Erst die Gorch Fock, jetzt das Plagiat – mit seinen seltsamen Einsätzen hat sich der Dr. horribillis causa klar qualifiziert: als Vorsitzender der Piratenpartei.

 

Der Fall des Dr. plag.

Bei allen schadenfrohen Witzen über den Globalisten-Beau Dr. plag. Freiherr zu Googleberg und sein bevorstehendes Karriere-Ende sollte man doch nicht vergessen, was diese Affäre über die uns regierende politische Kaste aussagt.

Karl Theodor zu Guttenberg, Dr. plag.
unplugged

Da promovierte der Freiherr also über „Verfassung und Verfassungsvertrag. Konstitutionelle Entwicklungsstufen in den USA und der EU.“ Fürwahr ein wichtiges Thema, vor allem wenn man bedenkt, dass auf dem Weg zur Abschaffung des Nationalstaates, also dem Ziel dieser politischen Kaste, noch einige „konstitutionelle Entwicklungsstufen“ zu nehmen sein werden. Dass ein Politiker mit außenpolitischen Ambitionen sich darüber fundierte Gedanken macht, sollte man erwarten können, auch dann, wenn man – wie ich – das anvisierte Ziel und die darauf gerichteten Gedanken abscheulich findet.

Genau dies hat Guttenberg aber nicht getan, zumindest beschränkte sich sein Ehrgeiz offenkundig darauf, den Titel zu erlangen; es ging nicht darum, die eigene politische Konzeption analytisch zu untermauern (oder gar zu hinterfragen). Fürs Denken fühlt man sich in diesen Kreisen offenbar nicht zuständig. Dafür hat man seine Leute – besonders, aber nicht nur, als Freiherr.
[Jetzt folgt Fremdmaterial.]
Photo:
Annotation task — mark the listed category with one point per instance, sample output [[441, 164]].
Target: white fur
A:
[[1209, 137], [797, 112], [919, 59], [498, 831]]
Guttenbergs Fehler bestand darin, dass er seine Ghostwriter weder gefragt noch bezahlt hat. Das dürfte den meisten anderen Politikern nicht passieren. Aber die Mentalität, die solche Fehlleistungen erst möglich macht, ist in der politischen Kaste weiß Gott verbreitet: sich Gedanken machen zu lassen und als Schauspieler in einem Stück zu spielen, das klügere Köpfe geschrieben haben. Die politische Kaste besteht aus Kellnern. Die Preisfrage lautet, wer die Köche sind.

(Übrigens: Den Ausdruck „zu Googleberg“ habe ich aus dem DLF-Magazin, gesendet heute um 19.15 Uhr. Nicht dass mir noch jemand ein Plagiat unterstellt.)